Kategorie: Kultur

Zuckersusi soll wieder dampfen

Die Königlich Bayerische Staatsbahn benötigte Lokomotiven, die auch in den engen Kurven ihrer Lokalbahnen gut laufen konnten. Als damals technisch ausführbare Lösung bot sich hierfür an, das Triebwerk in zwei unabhängige Gruppen aufzuteilen und die vordere Triebwerksgruppe als Drehgestell beweglich mit dem Lokrahmen zu verbinden. Da bei dieser Anordnung vier Zylinder erforderlich sind, lag es nahe, diese in Verbundwirkung arbeiten zu lassen. Dies bedeutet, dass der Dampf vom Kessel erst den kleineren hinteren Hochdruckzylindern zugeführt wird, von dort strömt der Dampf in die größeren vorderen Niederdruckzylinder, um dort nochmals Arbeit zu leisten. Erst dann weicht der Dampf über den Schornstein ins Freie. Damit entspricht die Maschine der Bauart Mallet, die sich durch gute Kurvenläufigkeit, Zugkraft und Wirtschaftlichkeit im Brennstoffverbrauch auszeichnet. Die Bayerische Staatsbahn beschaffte 31 der mit der Gattung BB II bezeichneten Lokomotiven, die von 1899 bis 1903, bei J. A. Maffei in München gebaut wurden.

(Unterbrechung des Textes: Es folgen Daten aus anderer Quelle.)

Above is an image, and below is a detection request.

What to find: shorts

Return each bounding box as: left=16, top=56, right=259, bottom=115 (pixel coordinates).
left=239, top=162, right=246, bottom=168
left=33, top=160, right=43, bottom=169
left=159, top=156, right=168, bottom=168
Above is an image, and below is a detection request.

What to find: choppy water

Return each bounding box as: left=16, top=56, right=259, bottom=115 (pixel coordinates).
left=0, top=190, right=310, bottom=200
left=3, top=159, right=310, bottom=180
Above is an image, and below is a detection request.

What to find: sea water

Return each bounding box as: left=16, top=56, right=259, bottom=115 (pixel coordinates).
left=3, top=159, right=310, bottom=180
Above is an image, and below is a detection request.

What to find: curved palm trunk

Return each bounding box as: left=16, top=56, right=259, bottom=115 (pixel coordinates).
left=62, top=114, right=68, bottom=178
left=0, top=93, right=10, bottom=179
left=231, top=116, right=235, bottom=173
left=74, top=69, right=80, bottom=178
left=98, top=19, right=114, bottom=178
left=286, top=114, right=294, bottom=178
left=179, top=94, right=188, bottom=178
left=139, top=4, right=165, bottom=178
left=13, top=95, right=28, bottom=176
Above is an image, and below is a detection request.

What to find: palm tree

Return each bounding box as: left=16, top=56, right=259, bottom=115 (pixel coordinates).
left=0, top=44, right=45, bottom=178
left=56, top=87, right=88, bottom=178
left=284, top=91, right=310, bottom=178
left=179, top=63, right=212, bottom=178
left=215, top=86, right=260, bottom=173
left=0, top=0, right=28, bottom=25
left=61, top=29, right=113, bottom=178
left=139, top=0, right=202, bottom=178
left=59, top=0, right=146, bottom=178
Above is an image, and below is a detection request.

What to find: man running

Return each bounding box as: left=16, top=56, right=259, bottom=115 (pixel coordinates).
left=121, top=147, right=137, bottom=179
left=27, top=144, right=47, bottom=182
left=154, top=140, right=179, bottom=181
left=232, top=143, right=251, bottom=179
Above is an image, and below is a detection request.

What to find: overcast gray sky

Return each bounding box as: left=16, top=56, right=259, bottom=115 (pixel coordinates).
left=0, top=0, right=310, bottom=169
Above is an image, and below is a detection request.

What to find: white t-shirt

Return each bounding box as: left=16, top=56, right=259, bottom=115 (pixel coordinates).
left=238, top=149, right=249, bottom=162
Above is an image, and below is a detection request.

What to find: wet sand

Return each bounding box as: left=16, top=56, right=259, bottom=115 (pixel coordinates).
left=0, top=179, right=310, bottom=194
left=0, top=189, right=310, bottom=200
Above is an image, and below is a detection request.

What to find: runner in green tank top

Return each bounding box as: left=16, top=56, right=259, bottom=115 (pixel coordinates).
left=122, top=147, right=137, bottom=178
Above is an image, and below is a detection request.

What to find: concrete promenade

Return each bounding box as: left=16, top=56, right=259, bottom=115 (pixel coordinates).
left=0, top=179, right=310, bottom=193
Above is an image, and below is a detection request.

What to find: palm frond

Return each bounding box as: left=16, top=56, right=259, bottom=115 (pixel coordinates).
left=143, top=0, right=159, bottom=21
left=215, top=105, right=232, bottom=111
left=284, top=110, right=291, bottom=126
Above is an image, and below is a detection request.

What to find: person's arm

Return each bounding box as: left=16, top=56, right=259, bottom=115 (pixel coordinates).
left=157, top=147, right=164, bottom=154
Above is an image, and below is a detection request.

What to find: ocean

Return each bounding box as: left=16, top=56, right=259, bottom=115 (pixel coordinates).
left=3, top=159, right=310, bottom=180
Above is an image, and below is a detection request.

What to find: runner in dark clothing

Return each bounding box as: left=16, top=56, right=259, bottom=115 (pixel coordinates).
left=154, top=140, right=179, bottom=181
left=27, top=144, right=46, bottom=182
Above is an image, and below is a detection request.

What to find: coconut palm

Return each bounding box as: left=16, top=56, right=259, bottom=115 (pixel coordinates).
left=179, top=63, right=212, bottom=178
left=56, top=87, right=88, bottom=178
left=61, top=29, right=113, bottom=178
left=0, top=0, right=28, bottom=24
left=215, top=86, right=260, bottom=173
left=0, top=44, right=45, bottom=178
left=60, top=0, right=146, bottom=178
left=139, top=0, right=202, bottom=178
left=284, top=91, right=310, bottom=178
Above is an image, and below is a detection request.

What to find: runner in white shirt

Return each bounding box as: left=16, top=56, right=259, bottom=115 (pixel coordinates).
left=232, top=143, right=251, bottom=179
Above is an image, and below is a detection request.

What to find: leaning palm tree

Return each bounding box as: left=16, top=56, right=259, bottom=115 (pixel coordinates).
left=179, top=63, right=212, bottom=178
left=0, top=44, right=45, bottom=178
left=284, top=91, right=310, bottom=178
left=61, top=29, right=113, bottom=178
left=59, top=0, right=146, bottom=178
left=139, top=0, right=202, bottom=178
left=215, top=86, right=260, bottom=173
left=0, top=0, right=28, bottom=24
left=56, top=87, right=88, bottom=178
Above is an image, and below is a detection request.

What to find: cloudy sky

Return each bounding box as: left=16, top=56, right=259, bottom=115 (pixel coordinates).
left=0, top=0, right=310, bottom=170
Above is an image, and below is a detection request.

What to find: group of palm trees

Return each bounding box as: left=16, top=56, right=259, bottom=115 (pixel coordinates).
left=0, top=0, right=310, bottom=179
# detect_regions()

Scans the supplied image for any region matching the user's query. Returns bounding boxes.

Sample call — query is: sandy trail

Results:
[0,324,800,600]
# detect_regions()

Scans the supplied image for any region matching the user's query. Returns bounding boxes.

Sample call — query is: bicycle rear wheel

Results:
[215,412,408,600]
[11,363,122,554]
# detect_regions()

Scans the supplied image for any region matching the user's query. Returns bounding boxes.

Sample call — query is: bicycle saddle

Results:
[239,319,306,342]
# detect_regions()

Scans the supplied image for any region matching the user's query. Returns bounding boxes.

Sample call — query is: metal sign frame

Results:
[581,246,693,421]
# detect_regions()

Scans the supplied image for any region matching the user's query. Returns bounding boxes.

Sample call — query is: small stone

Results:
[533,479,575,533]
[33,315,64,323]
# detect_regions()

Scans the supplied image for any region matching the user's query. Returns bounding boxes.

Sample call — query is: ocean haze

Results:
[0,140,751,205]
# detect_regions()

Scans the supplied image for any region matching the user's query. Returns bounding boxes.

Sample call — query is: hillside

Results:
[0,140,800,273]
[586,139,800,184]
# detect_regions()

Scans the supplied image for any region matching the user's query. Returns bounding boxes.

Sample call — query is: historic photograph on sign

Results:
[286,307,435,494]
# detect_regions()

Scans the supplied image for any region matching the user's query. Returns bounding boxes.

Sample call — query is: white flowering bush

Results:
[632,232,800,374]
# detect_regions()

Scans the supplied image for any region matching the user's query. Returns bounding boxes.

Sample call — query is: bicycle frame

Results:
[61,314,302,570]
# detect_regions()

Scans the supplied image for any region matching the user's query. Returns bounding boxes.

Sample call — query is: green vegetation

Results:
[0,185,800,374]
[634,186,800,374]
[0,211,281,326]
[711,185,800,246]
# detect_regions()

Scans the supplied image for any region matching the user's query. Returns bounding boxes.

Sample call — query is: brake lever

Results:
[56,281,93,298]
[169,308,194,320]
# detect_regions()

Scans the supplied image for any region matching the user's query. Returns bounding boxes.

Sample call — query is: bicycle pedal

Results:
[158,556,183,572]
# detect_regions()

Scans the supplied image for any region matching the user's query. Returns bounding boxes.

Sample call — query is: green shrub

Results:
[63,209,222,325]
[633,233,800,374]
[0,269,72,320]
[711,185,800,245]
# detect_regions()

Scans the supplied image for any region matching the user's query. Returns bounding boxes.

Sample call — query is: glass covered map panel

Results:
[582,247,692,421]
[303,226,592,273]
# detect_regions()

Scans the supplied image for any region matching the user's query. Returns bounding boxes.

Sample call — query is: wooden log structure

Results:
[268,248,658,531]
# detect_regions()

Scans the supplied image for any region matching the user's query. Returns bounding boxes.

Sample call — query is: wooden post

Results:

Die 98 727 wurde am 28.2.1903 unter der Bayerischen-Staatsbahn-Nummer 2527 in Betrieb genommen und anschließend in Passau beheimatet. Von der Deutschen Reichsbahn 1925 übernommen, wurde sie als 98 727 bezeichnet. Nach 40 Dienstjahren, 1943, wurde sie dann im Bw Landshut ausgemustert und an die Südzucker AG, Werk Regensburg, verkauft wurde. Dort tat sie bis 1971 als Werklok Nr. 4 Dienst im Rangierbetrieb und erhielt sogar noch 1958 einen neuen Kessel, der von der Lokfabrik Jung nach den alten Zeichnungen hergestellt wurde. Als 1972 eine neue Diesellok ihren Platz einnahm, erhielt der Museumsbahn e.V. die 98 727 als Stiftung.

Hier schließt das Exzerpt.